What does 1 John 4:20 mean?
If someone says, 'I love God,' but hates their brother or sister, they’re lying. If you can’t love the person you can see, you can’t love God, who you can’t see. 1 John 4:20 - Modern Text Bible
(John calls out hypocrisy: you can’t claim to love God while hating people. Love for God and love for others are inseparable.)
If someone claims to love God but hates another person, they’re lying. The verse draws a straight line: you can’t honestly love an invisible God if you refuse to love people you can see and touch. The Greek word for hate here is miseō, which means more than just strong dislike—it’s active hostility or rejection. The logic is simple but uncomfortable: real love for God shows up in how you treat actual people.
This idea was radical in the ancient world, where religious devotion often meant rituals or beliefs, not relationships. Even today, it’s common to separate spiritual life from everyday interactions. This verse confronts that split.
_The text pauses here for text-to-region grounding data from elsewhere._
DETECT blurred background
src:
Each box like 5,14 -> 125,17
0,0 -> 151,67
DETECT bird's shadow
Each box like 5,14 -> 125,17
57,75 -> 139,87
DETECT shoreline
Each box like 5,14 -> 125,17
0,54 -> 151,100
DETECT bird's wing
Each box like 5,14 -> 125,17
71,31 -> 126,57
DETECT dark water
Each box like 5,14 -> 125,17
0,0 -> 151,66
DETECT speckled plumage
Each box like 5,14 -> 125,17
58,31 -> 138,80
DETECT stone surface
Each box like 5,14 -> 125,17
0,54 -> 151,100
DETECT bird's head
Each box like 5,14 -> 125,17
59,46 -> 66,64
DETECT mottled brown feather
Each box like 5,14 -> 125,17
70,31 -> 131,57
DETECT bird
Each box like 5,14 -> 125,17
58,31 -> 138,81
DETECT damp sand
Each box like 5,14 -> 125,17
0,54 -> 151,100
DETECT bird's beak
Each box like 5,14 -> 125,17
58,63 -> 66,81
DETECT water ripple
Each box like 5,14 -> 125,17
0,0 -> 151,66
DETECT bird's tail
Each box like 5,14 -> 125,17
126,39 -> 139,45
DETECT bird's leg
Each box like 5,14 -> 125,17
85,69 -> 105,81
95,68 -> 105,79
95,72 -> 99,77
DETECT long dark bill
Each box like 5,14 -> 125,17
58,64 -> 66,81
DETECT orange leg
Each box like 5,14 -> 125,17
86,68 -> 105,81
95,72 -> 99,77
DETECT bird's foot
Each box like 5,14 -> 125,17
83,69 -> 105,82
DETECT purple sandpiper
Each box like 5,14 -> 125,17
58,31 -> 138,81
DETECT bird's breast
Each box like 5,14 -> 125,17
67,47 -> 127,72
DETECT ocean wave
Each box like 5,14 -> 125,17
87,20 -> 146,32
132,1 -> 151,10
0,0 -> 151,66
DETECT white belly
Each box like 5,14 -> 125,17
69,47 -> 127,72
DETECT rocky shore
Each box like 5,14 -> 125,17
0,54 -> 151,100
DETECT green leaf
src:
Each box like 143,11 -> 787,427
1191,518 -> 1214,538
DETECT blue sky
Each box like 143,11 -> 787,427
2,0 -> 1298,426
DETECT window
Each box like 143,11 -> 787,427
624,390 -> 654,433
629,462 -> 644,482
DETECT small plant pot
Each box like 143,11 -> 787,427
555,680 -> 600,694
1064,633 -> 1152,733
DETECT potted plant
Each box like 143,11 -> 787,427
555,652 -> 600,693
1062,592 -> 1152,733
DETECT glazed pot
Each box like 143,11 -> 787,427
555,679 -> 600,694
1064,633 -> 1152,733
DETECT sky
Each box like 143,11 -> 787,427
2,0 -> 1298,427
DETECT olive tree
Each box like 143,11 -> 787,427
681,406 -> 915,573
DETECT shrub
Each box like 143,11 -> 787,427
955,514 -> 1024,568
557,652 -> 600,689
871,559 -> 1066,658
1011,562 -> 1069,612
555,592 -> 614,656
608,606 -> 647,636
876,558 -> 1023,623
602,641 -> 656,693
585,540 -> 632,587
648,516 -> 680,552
It says that love for God isn’t proven by feelings, prayers, or beliefs, but by how you treat the people right in front of you—even the difficult ones.
For anyone who’s ever been hurt by hypocrisy—by people who talk about God but act with cruelty or indifference—this verse is both a critique and a challenge. It’s a reminder that love isn’t abstract. If you want to measure someone’s (or your own) spiritual reality, look at how they treat the people they see every day. That’s where love is real or fake.